Il compenso di un lavoro da stagista, infatti, è più basso di quello di un contratto a tempo determinato o indeterminato, perché prevede orari flessibili per proseguire gli studi, un orario di lavoro contenuto e una maggiore attenzione verso la formazione, più che sulla produzione. In tanti, troppi casi, lo stage è invece lavoro sottopagato e senza formazione. Secondo Assolavoro, nelle aziende che gestiscono i tirocini come reali percorsi di crescita, il tasso di assunzione supera il 60%, ma nella maggior parte dei casi gli stagisti vengono impiegati come manodopera temporanea e a basso costo.

La situazione in Italia
La Giornata mondiale degli stagisti serve a far emergere proprio questi fenomeni e ad attuare forme di tutela verso i giovanissimi che per la prima volta entrano nel mondo del lavoro e rischiano così di rimanere scottati. L’Italia è tra i pochi Paesi europei in cui, per esempio, non esiste un sistema nazionale uniforme di tutele. Vuol dire che ogni regione stabilisce regole e importi minimi e spesso le aziende usano i tirocini proprio per coprire quegli stessi ruoli che dovrebbero essere oggetto di un’assunzione regolare. Partendo dal fatto che il datore di lavoro che attiva uno stage risparmia, a perderci sono tutti gli altri. Uno stagista non matura contributi Inps, né ferie o malattie, e quindi mancano anche assicurazioni e benefit.

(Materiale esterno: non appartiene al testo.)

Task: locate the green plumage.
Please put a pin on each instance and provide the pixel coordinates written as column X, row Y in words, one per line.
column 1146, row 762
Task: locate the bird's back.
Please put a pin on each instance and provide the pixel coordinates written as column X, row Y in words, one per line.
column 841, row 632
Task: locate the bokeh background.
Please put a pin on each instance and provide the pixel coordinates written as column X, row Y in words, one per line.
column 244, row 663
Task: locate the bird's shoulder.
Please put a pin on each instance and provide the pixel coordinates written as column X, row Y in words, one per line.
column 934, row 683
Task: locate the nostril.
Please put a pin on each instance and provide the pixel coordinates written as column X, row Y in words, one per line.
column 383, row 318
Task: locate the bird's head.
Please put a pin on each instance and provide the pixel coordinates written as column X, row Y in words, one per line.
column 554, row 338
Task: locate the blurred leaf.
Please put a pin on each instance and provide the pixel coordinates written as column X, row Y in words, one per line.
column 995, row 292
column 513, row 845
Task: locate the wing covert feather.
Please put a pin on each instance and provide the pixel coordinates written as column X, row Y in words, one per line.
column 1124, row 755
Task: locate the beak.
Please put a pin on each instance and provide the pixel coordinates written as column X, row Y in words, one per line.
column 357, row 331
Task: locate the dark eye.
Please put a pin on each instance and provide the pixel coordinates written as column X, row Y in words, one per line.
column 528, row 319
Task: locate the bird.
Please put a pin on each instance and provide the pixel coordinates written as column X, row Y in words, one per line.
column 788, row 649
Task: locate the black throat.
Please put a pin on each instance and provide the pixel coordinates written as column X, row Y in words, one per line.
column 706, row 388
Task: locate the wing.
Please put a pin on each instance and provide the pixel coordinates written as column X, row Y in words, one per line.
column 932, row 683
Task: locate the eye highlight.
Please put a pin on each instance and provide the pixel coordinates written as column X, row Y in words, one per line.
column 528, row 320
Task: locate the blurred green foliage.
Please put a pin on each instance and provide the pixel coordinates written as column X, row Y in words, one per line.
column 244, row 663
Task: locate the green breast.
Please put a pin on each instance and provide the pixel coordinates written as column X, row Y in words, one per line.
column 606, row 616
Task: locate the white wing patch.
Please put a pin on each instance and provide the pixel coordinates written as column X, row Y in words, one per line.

Quanto prendono davvero gli stagisti?
Il rimborso medio di uno stage in Italia varia tra i 400 e i 600 euro al mese, ma non tutte le regioni lo rendono obbligatorio. Se in Lombardia, Lazio ed Emilia-Romagna è previsto un minimo legale intorno ai 300-500 euro, in molte altre aree del Paese, come purtroppo nel Sud, il compenso è a discrezione dell’ente ospitante. Secondo Repubblica degli Stagisti, uno spazio virtuale nato per approfondire la tematica dello stage in Italia e dare voce agli stagisti, circa un terzo dei tirocinanti non riceve alcun rimborso e solo 1 su 10 riesce a guadagnare più di 700 euro al mese.

Non è così ovunque, anzi, in Europa la situazione è molto diversa. Per esempio, nel Regno Unito il tirocinante è considerato un lavoratore e ha un salario minimo di 10,42 sterline l’ora. In Francia gli stage sono curricolari e, se durano più di due mesi, prevedono almeno 4,35 euro l’ora. In Spagna, infine, gli stagisti godono degli stessi diritti dei lavoratori, inclusi ferie, malattie e benefit, e il loro stipendio è fissato in 1.080 euro al mese per 14 mensilità, come riporta il ministero del Lavoro e dell’Economia. In Italia, invece, gli stipendi troppo bassi non permettono a chi si sta formando di potersi spostare nell’azienda che preferisce, in un territorio nel quale vuole costruire il proprio futuro o semplicemente scegliere tirocini troppo lontani da casa.

Il confine tra precarietà e formazione
Le principali associazioni per i diritti degli stagisti chiedono una riforma nazionale che renda obbligatorio un compenso minimo equo e garantisca tutele previdenziali anche per i tirocini extracurricolari. Nel Pnrr esiste l’impegno formale, confermato anche dal ministero del Lavoro e in scadenza entro il 2026, di un nuovo decreto sul tirocinio extracurricolare. Questo, se venisse discusso e approvato, permetterebbe di uniformare le regole e contrastare i finti stage usati per mascherare il lavoro dipendente. Non c’è ancora una data di discussione, ma secondo le associazioni potrebbe trattarsi di un primo importante passo per riconoscere le vite sospese dietro a quelle che sono solo fredde statistiche del mercato del lavoro.

La Giornata mondiale degli stagisti riaccende ogni anno l’attenzione su quello che è un fenomeno generazionale. Moltissimi tirocinanti sanno di lavorare troppo e di imparare poco, e questo si traduce in una sfiducia nel mercato del lavoro italiano e in una vera e propria fuga di talenti verso l’estero. Con un futuro fatto di carenza di lavoratori, il tema della precarietà di chi si sta formando dovrebbe essere una priorità.